Researchers at CloudSEK have observed that these fake shops are likely promoted through short-lived social media ads, and SEO-optimised search results, along with possible propagation via WhatsApp and Telegram forwards, private deal communities, etc., increasing the risk that consumers encounter fraudulent sites before official brand pages.

Financial analysis shows these sites may potentially attract hundreds of visitors during narrow windows, convert 3-8% through urgency messaging, and generate $2,000–$12,000 per fraudulent store before takedown. 

Besides immediate financial loss, victims risk long-term identity theft from insecure data transmission. Brands face reputational damage, increased customer service burdens, and revenue loss from diverted sales.

Consumers should watch for warning signs such as unrealistic 70–90% discounts, flashy countdown timers, misspelt brand names in URLs, fake trust badges, suspicious checkout redirects, absence of official customer support contact, other misleading tactics, and repetitive templated layouts across multiple similar online storefronts. Shoppers are advised to navigate only to official brand websites or apps and retailers that don’t contain obvious potential indicators of an overall coordinated phishing campaign.

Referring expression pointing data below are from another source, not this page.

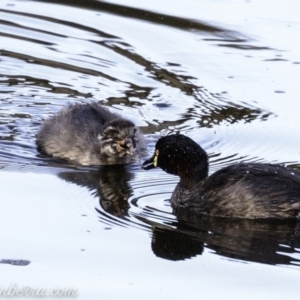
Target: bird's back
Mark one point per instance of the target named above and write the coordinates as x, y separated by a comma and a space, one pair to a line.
73, 132
245, 191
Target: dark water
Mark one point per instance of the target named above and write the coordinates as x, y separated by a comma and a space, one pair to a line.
224, 73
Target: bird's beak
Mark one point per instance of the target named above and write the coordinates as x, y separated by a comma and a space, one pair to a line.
149, 163
125, 146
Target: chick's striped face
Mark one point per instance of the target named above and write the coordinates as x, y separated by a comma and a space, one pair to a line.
155, 158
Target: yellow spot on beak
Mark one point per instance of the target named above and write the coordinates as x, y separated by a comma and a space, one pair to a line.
155, 158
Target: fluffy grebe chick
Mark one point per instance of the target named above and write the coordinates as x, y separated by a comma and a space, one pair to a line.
252, 190
89, 134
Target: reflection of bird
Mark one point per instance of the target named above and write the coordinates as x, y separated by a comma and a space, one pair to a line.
250, 191
89, 134
110, 183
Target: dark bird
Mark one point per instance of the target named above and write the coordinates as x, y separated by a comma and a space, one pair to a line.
243, 190
89, 134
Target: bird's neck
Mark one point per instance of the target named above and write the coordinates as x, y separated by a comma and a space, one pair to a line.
190, 180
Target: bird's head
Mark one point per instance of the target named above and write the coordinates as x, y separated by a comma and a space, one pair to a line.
179, 155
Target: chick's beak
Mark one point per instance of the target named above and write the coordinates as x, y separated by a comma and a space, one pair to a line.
148, 164
125, 145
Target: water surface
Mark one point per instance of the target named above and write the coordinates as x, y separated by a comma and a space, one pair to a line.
223, 72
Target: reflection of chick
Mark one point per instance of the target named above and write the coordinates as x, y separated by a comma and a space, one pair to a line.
89, 134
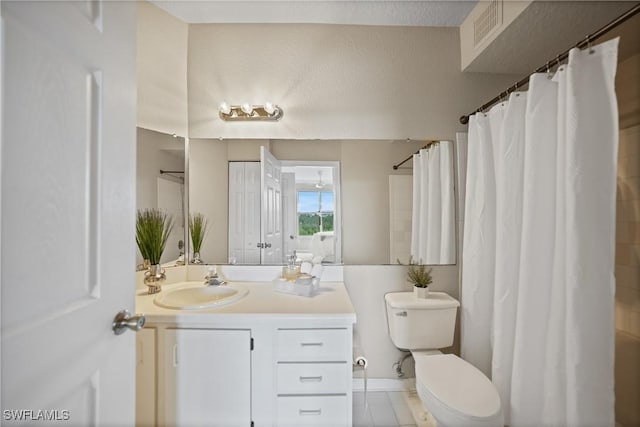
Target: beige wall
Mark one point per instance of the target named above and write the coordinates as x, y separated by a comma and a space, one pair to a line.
627, 386
161, 70
333, 81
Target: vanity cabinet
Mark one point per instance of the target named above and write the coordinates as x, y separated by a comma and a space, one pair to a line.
206, 377
268, 360
146, 377
313, 369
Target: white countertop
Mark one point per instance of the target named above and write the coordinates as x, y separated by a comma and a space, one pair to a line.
332, 302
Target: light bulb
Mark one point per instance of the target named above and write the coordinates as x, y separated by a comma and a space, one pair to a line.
246, 108
269, 108
224, 108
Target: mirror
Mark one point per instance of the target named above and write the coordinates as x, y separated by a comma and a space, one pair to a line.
160, 184
373, 219
375, 209
300, 215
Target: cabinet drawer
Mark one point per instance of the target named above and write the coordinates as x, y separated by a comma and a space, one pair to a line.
312, 411
313, 378
305, 345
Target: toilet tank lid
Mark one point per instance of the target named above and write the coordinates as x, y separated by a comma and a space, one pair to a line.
407, 300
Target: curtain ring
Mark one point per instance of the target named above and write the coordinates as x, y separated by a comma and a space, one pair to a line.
588, 38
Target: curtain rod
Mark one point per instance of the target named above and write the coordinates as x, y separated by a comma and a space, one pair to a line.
427, 145
564, 55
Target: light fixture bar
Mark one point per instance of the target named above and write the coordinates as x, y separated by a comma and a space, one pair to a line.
248, 112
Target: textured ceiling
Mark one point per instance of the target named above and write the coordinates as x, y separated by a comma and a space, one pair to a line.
449, 13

CloudSEK urges organisations in retail, electronics, beauty, and lifestyle sectors to monitor newly registered domains, track impersonation attempts, conduct social media scans for fraudulent promotions, and establish rapid takedown protocols.

Regulatory bodies and cybersecurity agencies can strengthen defenses by leveraging the WHOIS patterns, monitoring high-abuse ASNs and netblocks, partnering with ad networks to block scam ads, promoting public awareness campaigns, and enhancing coordination for swift scam cluster dismantling.

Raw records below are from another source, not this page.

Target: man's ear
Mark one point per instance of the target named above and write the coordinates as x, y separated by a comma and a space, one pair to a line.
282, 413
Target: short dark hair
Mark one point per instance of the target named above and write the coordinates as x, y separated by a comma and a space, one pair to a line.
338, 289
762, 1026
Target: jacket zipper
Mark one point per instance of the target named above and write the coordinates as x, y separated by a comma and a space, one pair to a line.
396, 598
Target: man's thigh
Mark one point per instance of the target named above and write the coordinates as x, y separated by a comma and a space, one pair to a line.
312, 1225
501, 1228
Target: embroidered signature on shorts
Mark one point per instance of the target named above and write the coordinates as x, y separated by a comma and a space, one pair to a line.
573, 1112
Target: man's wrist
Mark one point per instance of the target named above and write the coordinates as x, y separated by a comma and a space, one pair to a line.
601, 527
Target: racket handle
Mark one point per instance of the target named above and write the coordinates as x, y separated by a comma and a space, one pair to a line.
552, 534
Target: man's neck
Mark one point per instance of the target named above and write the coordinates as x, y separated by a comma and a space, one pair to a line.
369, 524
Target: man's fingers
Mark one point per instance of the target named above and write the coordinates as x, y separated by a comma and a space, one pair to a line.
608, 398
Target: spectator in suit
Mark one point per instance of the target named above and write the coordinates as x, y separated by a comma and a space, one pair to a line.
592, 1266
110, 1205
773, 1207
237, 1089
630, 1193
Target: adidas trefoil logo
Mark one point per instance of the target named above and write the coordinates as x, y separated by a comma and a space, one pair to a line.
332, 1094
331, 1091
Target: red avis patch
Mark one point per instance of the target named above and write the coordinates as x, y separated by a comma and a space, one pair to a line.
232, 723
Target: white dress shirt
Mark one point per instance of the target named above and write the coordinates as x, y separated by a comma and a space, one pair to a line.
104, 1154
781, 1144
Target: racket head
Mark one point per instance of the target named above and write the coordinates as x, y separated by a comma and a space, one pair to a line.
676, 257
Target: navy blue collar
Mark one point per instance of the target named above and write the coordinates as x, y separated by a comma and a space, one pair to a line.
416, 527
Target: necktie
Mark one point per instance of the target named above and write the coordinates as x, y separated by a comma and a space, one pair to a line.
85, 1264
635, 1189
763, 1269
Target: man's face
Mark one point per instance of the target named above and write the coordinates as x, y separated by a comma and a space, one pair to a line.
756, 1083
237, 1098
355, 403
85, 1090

CloudSEK’s XVigil platform continuously monitors digital ecosystems for emerging threats, sharing intelligence to support timely mitigation. 

Note: References to third-party brands or company names in this report are solely for the purpose of illustrating observed impersonation or fraudulent activity conducted by threat actors. CloudSEK does not imply or suggest that any such third party is involved in, responsible for, or associated with the fraudulent activity.